Arkasında AKP iktidarının olduğu Danıştay ve Hrant Dink cinayetleriyle başlayıp
“Ergenekon”la devam eden provokasyonlar dizisi ancak böyle bir bakış açısıyla
aydınlığa çıkabilmektedir.
İşte bu nedenle 2007-2008 yıllarındaki bayraklı yürüyüşleri,
bütün ulusalcı ideolojik yönelimine rağmen, AKP diktatörlüğüne karşı özgürlük
mücadelesi saflarında direnişler olarak görmek; “Ergenekon” operasyonları
başladığında, benim, diğer anarşistlerin ve solcuların yaptığı gibi bu konuda
AKP’ye gizli destek vermek ya da tarafsız pozlara girmek yerine, AKP
diktatörlüğüne karşı bu mücadelelerin yanında yer almak, elbette bayrak
sapıklıklarını eleştirerek yer almak gerekirdi. Hatırladığım kadarıyla bu
konuda sözünü ettiğim türden doğru bir tutumu Kurtuluş Cephesi, Evrensel
çevresi ve Birgün’ün bazı yazarları almış ve bu yürüyüşlere katılmak
gerektiğini ileri sürmüşlerdir.
15 Yıllık mücadele sürecinde yaptığım en önemli hata ise,
2010 referandumunda “boykot” ya da “sandığa gitmeme” tutumu almak olmuştur.

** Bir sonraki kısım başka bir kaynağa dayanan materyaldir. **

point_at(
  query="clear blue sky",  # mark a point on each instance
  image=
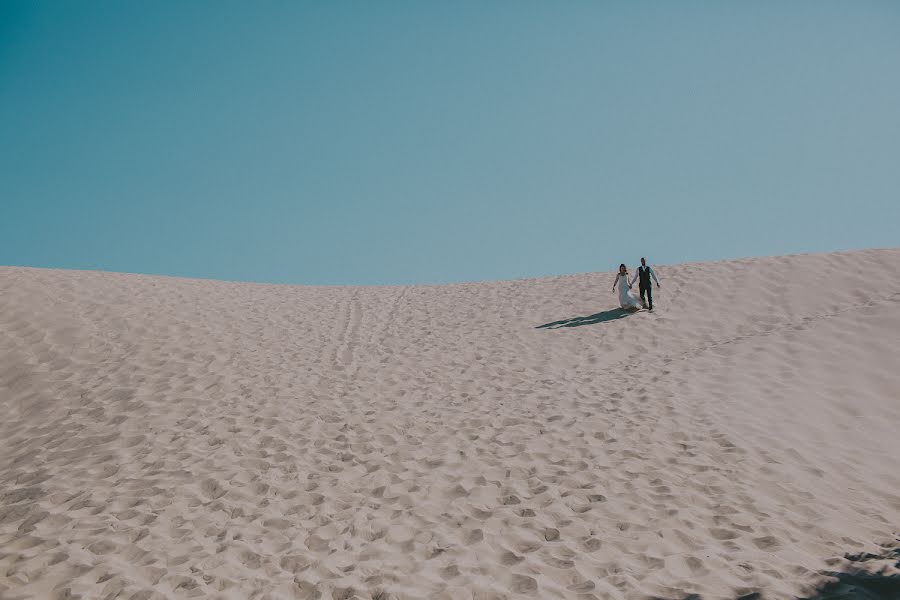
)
(417, 142)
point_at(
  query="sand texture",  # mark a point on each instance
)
(175, 438)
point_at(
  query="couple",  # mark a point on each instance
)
(626, 298)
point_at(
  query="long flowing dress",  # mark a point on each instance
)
(627, 300)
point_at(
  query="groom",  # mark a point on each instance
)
(644, 273)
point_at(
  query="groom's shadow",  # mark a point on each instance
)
(601, 317)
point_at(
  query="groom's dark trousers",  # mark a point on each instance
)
(645, 286)
(648, 289)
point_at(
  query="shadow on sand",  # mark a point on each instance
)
(859, 581)
(602, 317)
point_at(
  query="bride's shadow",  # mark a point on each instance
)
(601, 317)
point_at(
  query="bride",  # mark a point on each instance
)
(627, 300)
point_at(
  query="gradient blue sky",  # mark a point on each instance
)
(417, 142)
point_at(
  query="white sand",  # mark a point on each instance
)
(173, 438)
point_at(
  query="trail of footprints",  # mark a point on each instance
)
(276, 477)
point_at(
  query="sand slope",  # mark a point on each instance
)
(172, 438)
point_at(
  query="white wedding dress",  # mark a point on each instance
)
(627, 300)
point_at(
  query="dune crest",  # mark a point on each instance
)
(175, 438)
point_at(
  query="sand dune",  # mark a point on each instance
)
(173, 438)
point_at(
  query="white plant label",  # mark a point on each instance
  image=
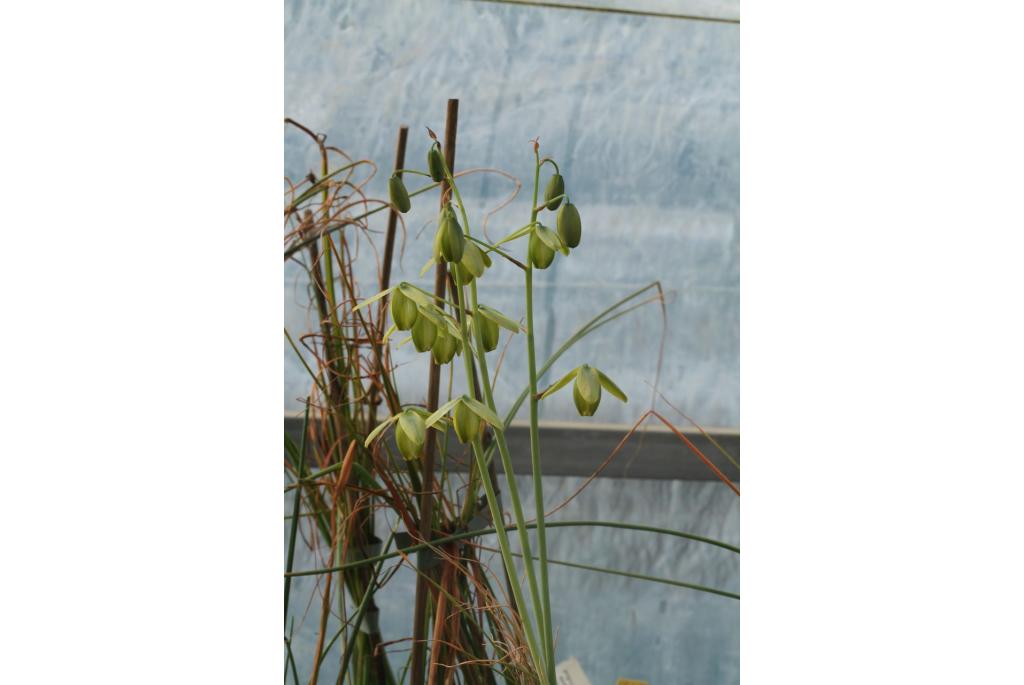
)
(570, 673)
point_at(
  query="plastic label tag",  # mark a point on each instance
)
(570, 673)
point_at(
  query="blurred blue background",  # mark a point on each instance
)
(642, 115)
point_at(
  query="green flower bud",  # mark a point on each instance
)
(399, 196)
(568, 224)
(453, 242)
(488, 334)
(435, 164)
(403, 310)
(587, 390)
(556, 187)
(467, 424)
(444, 347)
(540, 254)
(424, 333)
(411, 434)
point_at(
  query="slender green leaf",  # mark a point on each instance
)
(377, 431)
(373, 299)
(482, 411)
(515, 234)
(441, 412)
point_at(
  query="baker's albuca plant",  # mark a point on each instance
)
(470, 330)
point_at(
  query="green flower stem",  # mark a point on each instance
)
(481, 469)
(545, 665)
(535, 445)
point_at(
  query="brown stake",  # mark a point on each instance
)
(433, 389)
(392, 222)
(379, 655)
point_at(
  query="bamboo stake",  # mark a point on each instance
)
(433, 389)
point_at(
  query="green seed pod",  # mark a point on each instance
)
(540, 254)
(403, 310)
(399, 196)
(465, 275)
(587, 391)
(435, 164)
(411, 433)
(568, 224)
(488, 334)
(467, 424)
(556, 187)
(453, 241)
(472, 260)
(437, 241)
(444, 347)
(424, 333)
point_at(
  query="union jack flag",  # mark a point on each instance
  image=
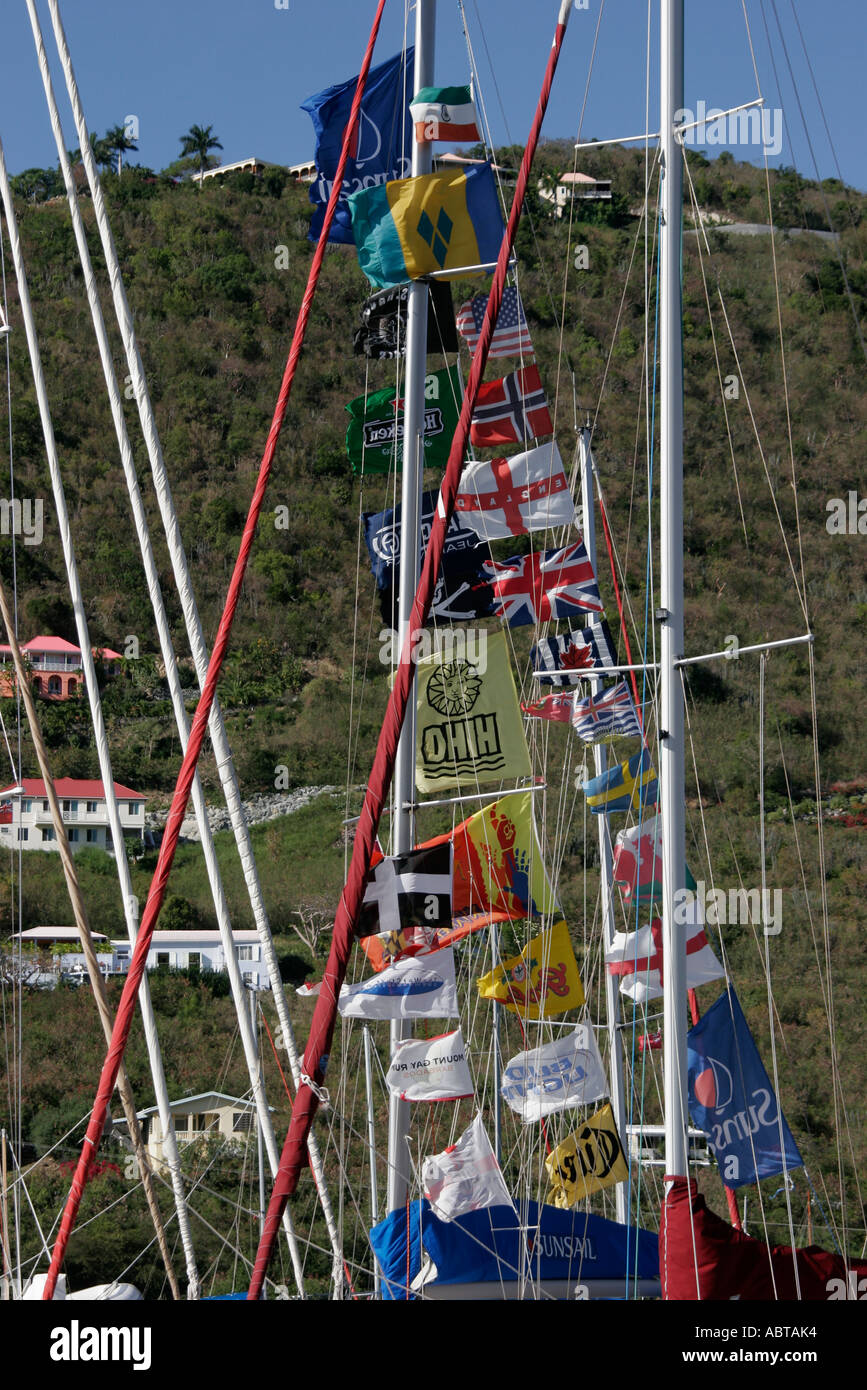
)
(535, 588)
(607, 715)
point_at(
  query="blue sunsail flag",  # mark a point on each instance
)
(382, 146)
(732, 1100)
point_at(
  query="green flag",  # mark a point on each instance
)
(375, 431)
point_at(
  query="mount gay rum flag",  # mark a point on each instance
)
(431, 1069)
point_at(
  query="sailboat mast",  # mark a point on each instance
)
(403, 819)
(671, 581)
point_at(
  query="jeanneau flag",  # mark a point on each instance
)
(432, 223)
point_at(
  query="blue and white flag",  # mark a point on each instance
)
(609, 715)
(382, 146)
(731, 1098)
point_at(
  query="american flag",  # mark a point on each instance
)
(535, 588)
(607, 715)
(567, 658)
(510, 337)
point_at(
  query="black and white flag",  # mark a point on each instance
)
(411, 890)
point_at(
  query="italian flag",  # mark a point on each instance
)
(443, 114)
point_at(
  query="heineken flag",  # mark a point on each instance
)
(432, 223)
(468, 723)
(382, 139)
(443, 114)
(374, 439)
(498, 866)
(562, 1073)
(539, 983)
(384, 323)
(587, 1161)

Elbette hiçbir zaman benimsemediğim ve o zaman da şiddetle eleştirdiğim “yetmez
ama evet” tutumundan söz etmiyorum bile. Fakat hangi akla hizmet oy vermemeyi
savunmuştum? Bugün baktığımda bu saçma tutumuma hiçbir mantıki gerekçe
bulamıyorum. Bu, sadece ve sadece AKP’ye karşı özgürlük mücadelesinin gereğini
tam olarak kavrayamadığımı ortaya koyar. Bazı arkadaşlar hâlâ, “ama o
referandumda 12 Eylül anayasasından kurtulmaya evet mi, hayır mı oylanmıştı”
diye kendi teslimiyetçe tutumlarını savunmaya çalışıyorlar. Oysa bu AKP’nin
aldatmacasından ibaretti. O referandumda oylanan sadece ve sadece AKP
diktatörlüğüne evet mi, yoksa hayır mıydı; bugün de aynı şey söz konusudur.
Evet, bugün de aynı şey söz konusudur ve “anarşistler oy
kullanmaz” saçmalığını ve dogmatizmini ileri süren arkadaşlar, boykot ya da oy
vermeme tutumlarıyla “AKP diktatörlüğüne evet mi, hayır mı?” sorusuna “ne evet,
ne hayır, bu beni ilgilendirmez” cevabını vermiş oluyorlar. Aynı benim 2010
referandumunda yaptığım gibi. O günümü düşününce bu arkadaşlara kızamıyorum.
Belki aradan 7 yıl geçince onlar da bugün aldıkları tavra pişman olacaklar ama
iş işten geçmiş olacak!
J. P. Sartre’ın “İş İşten Geçti” adlı, gençliğimde okuduğum
çok güzel bir oyunu vardı. Bulup yeniden okuyayım!